I numeri e le percentuali dell’economia non osservata lasciano perplessi.

L’Istat ha fotografato in maniera chiara la realtà del Belpaese portando alla luce una situazione che persiste da decenni.

Questa consistente porzione di ricchezza prodotta in Italia ma ignota al fisco vale 211 miliardi di euro, pari al 13 per cento del prodotto interno lordo nazionale.

I dati riguardano il giro d’affari dell’economia sommersa e di quella derivante dalle attività illegali: l’ultima indagine è riferita all’anno 2014, ma il trend sembra essere ormai tracciato.

Numeri ovviamente in possesso anche dei vari organi istituzionali che per una molteplictà di ragioni tollerano la presenza così spinta dell’economia in nero.

Si tratta di liquidità che rientra nel circuito economico sotto forma di spesa da parte dei privati, oppure come forma di sostentamento per famiglie e piccole attività commerciali e imprenditoriali.

Ovvero la ricchezza prodotta e non tassata si trasforma in consumi aggiuntivi, altrimenti inesistenti.

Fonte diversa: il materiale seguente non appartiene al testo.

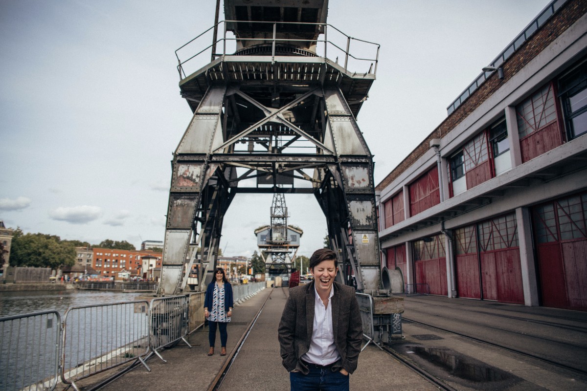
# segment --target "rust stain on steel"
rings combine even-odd
[[[351,188],[365,188],[369,185],[369,169],[365,167],[343,167],[345,177]]]
[[[200,185],[202,178],[202,164],[180,164],[177,166],[176,185],[182,188],[193,188]]]

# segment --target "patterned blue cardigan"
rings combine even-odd
[[[216,281],[212,281],[208,284],[206,288],[206,295],[204,298],[204,308],[212,310],[212,295],[214,294],[214,284]],[[228,312],[228,308],[232,308],[232,285],[230,283],[224,283],[224,308]]]

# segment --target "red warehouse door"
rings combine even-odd
[[[459,228],[454,232],[457,289],[459,297],[481,298],[477,227]]]
[[[448,294],[444,238],[444,235],[436,235],[413,242],[416,291],[433,295]]]
[[[587,311],[587,193],[532,209],[542,302]]]
[[[518,227],[514,214],[478,225],[483,298],[524,304]]]

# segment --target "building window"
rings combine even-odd
[[[505,117],[492,125],[490,131],[494,157],[498,157],[510,150],[510,140],[508,138],[508,128]]]
[[[587,62],[561,79],[560,95],[569,140],[587,132]]]
[[[522,138],[556,120],[554,92],[548,83],[516,107],[518,132]]]
[[[465,157],[462,151],[450,158],[450,172],[453,181],[465,176]]]

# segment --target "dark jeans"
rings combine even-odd
[[[220,329],[220,346],[223,348],[226,347],[226,340],[228,338],[228,334],[226,332],[226,322],[211,322],[208,321],[208,328],[210,332],[208,333],[208,339],[210,341],[210,347],[214,348],[216,343],[216,325],[218,325]]]
[[[310,367],[308,375],[289,372],[291,391],[349,391],[349,376],[330,368]]]

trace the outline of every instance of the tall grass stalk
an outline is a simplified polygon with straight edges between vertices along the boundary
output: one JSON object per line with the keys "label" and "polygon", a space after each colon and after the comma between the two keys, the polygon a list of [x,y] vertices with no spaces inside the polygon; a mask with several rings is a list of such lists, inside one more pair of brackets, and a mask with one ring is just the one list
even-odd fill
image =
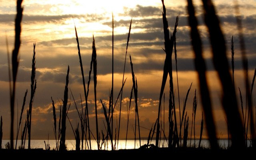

Il reddito nascosto riguarda per poco più dell’ottanta per cento operatori economici regolarmente operanti che, al fine di sfuggire alle rapacità statali, incremanteno la propria ricchezza non fatturando oppure non regolarizzando la posizione dei lavoratori.

Aaspetti gravi e penalmente rilevanti che investono in particolare il settore del terziario e dei servizi (attività professionali, ristorazione, commercio, costruzioni) per un valore pari a quasi 195 miliardi di euro.

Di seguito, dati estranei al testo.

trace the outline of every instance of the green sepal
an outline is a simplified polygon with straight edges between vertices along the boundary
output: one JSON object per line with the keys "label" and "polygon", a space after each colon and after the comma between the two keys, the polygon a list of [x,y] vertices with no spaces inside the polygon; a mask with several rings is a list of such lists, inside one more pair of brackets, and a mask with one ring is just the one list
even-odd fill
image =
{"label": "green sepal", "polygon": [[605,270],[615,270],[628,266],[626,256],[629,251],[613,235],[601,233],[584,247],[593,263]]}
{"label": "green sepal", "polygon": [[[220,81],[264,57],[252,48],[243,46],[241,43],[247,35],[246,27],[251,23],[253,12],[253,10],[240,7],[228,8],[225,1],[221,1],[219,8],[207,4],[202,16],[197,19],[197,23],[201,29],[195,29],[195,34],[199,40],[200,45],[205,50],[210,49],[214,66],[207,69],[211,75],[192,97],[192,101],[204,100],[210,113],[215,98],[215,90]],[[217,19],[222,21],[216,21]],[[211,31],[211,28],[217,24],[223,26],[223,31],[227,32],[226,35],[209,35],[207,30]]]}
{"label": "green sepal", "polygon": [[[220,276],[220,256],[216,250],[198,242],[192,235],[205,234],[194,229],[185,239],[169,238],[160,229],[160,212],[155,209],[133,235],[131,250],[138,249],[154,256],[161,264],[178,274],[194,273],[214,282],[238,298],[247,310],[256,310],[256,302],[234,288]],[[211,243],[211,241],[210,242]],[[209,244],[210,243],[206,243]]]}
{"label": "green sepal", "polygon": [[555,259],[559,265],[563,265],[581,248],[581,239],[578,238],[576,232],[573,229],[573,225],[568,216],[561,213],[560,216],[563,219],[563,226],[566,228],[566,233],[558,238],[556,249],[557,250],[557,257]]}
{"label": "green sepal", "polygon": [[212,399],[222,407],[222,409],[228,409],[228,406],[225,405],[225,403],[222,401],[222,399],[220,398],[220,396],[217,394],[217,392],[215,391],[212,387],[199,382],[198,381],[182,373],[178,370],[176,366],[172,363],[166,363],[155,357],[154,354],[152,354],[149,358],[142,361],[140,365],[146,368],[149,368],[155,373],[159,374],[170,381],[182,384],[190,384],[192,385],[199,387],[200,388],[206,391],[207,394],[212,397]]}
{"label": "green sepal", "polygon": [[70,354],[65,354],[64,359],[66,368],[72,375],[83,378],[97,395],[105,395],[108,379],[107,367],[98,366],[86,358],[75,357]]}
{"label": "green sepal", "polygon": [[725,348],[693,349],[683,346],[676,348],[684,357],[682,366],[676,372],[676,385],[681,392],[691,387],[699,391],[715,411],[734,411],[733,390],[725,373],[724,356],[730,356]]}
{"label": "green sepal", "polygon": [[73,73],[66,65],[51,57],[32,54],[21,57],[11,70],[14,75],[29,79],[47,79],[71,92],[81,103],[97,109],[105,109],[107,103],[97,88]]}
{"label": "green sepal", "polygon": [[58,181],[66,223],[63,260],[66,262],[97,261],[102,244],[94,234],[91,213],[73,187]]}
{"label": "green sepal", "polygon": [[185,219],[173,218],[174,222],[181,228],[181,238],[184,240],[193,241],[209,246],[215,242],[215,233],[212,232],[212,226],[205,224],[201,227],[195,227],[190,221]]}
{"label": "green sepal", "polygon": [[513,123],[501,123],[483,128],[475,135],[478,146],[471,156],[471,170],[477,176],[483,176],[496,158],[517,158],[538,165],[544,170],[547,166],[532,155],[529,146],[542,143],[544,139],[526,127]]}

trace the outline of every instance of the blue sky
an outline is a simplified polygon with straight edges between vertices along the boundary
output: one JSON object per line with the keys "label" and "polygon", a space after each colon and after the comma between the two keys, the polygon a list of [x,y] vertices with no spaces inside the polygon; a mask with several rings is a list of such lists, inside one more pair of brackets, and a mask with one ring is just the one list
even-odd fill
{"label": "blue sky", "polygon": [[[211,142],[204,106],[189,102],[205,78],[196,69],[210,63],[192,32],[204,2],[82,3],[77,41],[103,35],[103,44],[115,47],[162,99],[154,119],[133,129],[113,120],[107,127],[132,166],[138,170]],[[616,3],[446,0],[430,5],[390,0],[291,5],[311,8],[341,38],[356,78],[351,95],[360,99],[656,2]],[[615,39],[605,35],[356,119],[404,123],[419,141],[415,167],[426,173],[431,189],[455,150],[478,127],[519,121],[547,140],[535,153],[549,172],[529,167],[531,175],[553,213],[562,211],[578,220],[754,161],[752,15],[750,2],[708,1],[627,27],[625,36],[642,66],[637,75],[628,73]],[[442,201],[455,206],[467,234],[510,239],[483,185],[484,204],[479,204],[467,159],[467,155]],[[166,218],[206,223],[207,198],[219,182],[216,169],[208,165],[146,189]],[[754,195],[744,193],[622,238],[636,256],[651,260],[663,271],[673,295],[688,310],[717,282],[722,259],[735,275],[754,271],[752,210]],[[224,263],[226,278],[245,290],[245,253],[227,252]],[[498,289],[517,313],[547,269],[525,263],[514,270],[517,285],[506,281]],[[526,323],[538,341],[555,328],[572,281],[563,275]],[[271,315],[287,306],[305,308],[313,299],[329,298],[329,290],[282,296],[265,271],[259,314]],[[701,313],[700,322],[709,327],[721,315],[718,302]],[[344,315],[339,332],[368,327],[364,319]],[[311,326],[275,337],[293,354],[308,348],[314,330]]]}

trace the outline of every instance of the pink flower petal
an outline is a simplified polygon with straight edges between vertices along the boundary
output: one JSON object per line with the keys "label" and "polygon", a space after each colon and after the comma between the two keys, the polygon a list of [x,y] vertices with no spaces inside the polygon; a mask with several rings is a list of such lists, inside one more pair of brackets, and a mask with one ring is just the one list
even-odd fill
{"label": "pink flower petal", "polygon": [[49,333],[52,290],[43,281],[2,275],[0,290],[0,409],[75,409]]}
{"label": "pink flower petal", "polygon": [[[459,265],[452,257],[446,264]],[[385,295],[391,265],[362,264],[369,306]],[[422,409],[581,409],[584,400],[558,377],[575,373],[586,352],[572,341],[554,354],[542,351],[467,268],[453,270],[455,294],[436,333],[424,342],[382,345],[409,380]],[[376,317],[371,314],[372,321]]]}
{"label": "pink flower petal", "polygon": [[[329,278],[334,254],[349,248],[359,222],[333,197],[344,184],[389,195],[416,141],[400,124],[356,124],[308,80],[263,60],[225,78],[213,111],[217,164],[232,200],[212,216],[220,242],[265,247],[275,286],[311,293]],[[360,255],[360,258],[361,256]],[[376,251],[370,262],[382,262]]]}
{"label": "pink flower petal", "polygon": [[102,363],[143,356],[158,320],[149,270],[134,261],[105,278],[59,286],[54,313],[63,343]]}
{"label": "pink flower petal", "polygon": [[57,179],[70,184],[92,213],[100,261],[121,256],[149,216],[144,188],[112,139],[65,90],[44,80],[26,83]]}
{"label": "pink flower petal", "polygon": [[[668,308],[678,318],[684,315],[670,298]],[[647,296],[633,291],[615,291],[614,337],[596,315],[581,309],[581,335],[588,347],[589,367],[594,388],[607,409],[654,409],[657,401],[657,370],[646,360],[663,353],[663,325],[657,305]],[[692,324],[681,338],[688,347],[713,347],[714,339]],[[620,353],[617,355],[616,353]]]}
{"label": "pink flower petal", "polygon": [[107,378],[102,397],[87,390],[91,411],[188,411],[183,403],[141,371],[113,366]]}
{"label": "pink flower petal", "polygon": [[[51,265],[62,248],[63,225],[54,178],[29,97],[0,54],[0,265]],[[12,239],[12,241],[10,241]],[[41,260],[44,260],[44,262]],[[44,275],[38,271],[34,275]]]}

Invece, l’economia puramente illegale (spaccio di sostanze stupefacenti, sfruttamento della prostituzione, gioco d’azzardo clandestino, contrabbando) è stata quantifiatca in circa diciassette miliardi di euro, pari all’un per cento del Pil nazionale.

Rispetto a questi numeri, che pochi altri Paesi “vantano” in Europa, sarebbe utile che venissero trovate forme e formule finalizzate alla soluzione del problema che ormai è patologico.

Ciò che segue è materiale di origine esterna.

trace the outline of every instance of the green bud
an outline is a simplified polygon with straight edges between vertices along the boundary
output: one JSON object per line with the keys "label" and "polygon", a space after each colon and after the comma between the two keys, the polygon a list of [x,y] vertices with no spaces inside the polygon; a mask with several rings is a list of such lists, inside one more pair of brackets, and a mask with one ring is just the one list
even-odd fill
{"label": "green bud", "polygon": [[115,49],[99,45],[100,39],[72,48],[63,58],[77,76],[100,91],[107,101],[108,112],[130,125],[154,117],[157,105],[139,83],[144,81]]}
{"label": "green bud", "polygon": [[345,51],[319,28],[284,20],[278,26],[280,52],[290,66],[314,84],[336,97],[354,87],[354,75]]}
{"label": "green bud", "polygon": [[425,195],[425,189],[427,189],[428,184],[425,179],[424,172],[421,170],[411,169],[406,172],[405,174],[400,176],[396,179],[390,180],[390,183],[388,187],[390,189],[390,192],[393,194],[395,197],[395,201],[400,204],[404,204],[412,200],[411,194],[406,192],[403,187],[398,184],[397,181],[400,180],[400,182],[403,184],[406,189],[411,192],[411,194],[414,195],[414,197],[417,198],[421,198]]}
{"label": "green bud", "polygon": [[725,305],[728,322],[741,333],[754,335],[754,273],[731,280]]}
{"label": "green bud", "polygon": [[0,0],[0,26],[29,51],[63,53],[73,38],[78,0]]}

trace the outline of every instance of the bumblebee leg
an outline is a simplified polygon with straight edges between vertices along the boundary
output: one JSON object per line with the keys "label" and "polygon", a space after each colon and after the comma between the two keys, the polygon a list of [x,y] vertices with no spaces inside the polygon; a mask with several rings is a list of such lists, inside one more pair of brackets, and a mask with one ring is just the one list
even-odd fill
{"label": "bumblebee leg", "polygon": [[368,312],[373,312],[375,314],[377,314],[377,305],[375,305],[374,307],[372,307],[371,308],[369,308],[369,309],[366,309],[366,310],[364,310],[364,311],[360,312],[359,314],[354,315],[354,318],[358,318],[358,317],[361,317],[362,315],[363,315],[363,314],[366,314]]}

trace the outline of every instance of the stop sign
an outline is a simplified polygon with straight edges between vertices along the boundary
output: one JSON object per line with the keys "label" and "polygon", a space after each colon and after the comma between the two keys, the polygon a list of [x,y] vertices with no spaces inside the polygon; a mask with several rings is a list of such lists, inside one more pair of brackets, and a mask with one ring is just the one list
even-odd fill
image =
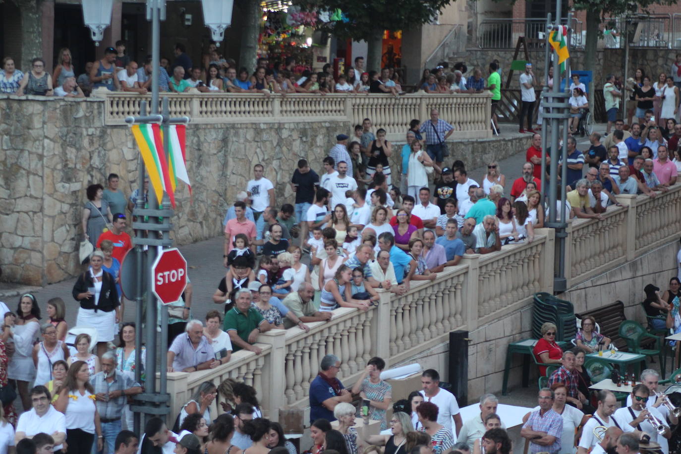
{"label": "stop sign", "polygon": [[163,304],[174,303],[187,287],[187,261],[177,248],[162,251],[151,265],[151,291]]}

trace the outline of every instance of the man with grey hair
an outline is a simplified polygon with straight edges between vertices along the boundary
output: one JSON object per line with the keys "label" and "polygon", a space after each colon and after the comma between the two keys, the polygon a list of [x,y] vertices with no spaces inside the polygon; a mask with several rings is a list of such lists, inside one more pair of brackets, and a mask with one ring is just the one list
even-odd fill
{"label": "man with grey hair", "polygon": [[[249,304],[250,298],[249,292]],[[204,324],[201,321],[190,320],[185,330],[186,332],[178,334],[168,348],[168,371],[193,372],[215,367],[214,363],[219,361],[215,359],[212,346],[204,336]]]}
{"label": "man with grey hair", "polygon": [[[237,193],[236,197],[234,197],[234,201],[242,201],[246,203],[246,199],[249,198],[249,195],[245,191],[242,191],[240,193]],[[244,214],[246,218],[251,222],[255,223],[255,218],[253,217],[253,210],[251,209],[251,207],[248,205],[246,206],[246,212]],[[223,227],[227,225],[227,221],[230,219],[234,219],[236,218],[236,213],[234,212],[234,206],[232,205],[229,208],[227,209],[227,213],[225,214],[225,218],[222,220]]]}
{"label": "man with grey hair", "polygon": [[223,329],[229,335],[234,351],[249,350],[259,355],[262,350],[253,344],[258,335],[270,331],[272,325],[263,318],[257,309],[251,306],[253,299],[250,290],[239,290],[234,295],[234,307],[225,314]]}
{"label": "man with grey hair", "polygon": [[[127,396],[142,392],[142,387],[127,374],[116,369],[116,353],[110,350],[101,355],[101,372],[90,378],[95,389],[95,404],[99,414],[101,435],[109,453],[115,452],[114,442],[122,428],[121,418]],[[132,421],[126,421],[129,425]],[[102,445],[104,446],[104,445]],[[104,452],[104,448],[98,451]]]}
{"label": "man with grey hair", "polygon": [[[496,412],[496,406],[498,403],[498,400],[494,394],[484,394],[481,396],[480,415],[464,422],[461,426],[461,432],[456,437],[457,440],[468,444],[472,451],[475,440],[479,440],[487,432],[485,427],[485,418],[488,415]],[[501,428],[506,429],[503,423],[501,424]]]}
{"label": "man with grey hair", "polygon": [[336,421],[334,408],[340,402],[352,401],[352,393],[336,377],[340,370],[340,359],[335,355],[321,359],[319,372],[310,383],[310,422],[323,419]]}
{"label": "man with grey hair", "polygon": [[582,178],[575,183],[575,189],[567,193],[566,198],[570,204],[573,215],[580,218],[598,219],[601,221],[603,216],[597,214],[591,209],[591,202],[589,201],[589,188],[591,185],[588,180]]}

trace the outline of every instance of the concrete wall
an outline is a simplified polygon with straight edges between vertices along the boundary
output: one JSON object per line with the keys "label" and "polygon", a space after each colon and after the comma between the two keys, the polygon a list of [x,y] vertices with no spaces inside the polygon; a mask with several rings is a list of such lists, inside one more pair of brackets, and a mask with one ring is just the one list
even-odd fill
{"label": "concrete wall", "polygon": [[[121,176],[137,187],[136,146],[127,127],[103,127],[104,103],[0,98],[0,266],[3,280],[32,285],[80,272],[80,216],[88,185]],[[172,222],[178,244],[220,235],[227,208],[262,163],[278,204],[298,160],[321,163],[341,122],[193,125],[187,129],[193,197],[180,183]],[[216,257],[221,253],[216,253]]]}

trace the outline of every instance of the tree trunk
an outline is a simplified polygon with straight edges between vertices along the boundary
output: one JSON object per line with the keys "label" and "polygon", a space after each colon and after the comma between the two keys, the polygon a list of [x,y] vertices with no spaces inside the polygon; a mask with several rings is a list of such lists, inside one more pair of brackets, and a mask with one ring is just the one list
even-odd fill
{"label": "tree trunk", "polygon": [[239,7],[243,14],[243,28],[239,50],[239,66],[244,66],[252,73],[255,69],[257,57],[257,40],[260,34],[260,2],[256,0],[241,0]]}
{"label": "tree trunk", "polygon": [[381,59],[383,56],[383,30],[377,30],[367,40],[366,70],[381,72]]}

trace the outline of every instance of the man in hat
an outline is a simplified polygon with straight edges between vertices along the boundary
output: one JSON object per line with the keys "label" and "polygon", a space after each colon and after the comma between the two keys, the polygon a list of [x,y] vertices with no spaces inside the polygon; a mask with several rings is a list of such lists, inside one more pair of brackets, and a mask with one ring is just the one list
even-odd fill
{"label": "man in hat", "polygon": [[347,152],[347,140],[348,136],[346,134],[338,134],[336,135],[336,143],[329,150],[329,156],[334,159],[334,163],[335,163],[334,168],[336,170],[338,170],[338,163],[340,161],[345,161],[347,164],[347,172],[346,174],[352,176],[354,174],[353,173],[352,168],[352,159],[350,157],[350,153]]}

Non basta tassare e tartassare per ottenere i risultati sperati.

Quindi, posto che non esisotno ricette miracolose, quali le strade che potrebbero essere percorse nel tentativo di recuperare a tassazione la black economy?

Da un lato ridurre e armonizzare la pressione fiscale introducendo per almeno un decennio una tassa unica gravante sulle imprese e sulle persone fisiche calcolata in tre scaglioni (oltre ad una no tax area per i redditi minimi), ridurre le tasse sul lavoro dipendente e regolarizzare le attività illecite attualmente nelle mani della malavita organizzata.

Contestualmente andrebbe perseguita in maniera concreta l’evasione frutto della manifesta volontà dolosa di frodare lo Stato attraverso artifizi, raggiri e scorciatoie.

Alla base ci dovrebbe essere, però, una diversa visione della realtà figlia di una mutata volontà politica.

Le scelte in campo fiscale dovrebbero guardare a modelli diversi già esistenti altrove e in parte replicabili anche in Italia.

Se nulla viene fatto è perchè evidentemente il mantenimento dello status quo fa gioco a un sistema di connivenze diffuso a più livelli che alimenta la rottura del rapporto fiduciario tra cittadini e istituzioni.

Paradossalmente tasse ed evasione sono volti di una stessa medaglia che da un trentennio convivono grazie ad una sostanziale indifferenza della politica politicante.

“Io affermo che quando una Nazione tenta di tassare se stessa per raggiungere la prosperità è come se un uomo si mettesse in piedi dentro un secchio e cercasse di sollevarsi per il manico”  (Winston Churchill).

Condivisibile riflessione, ignorata però dai signori del vapore.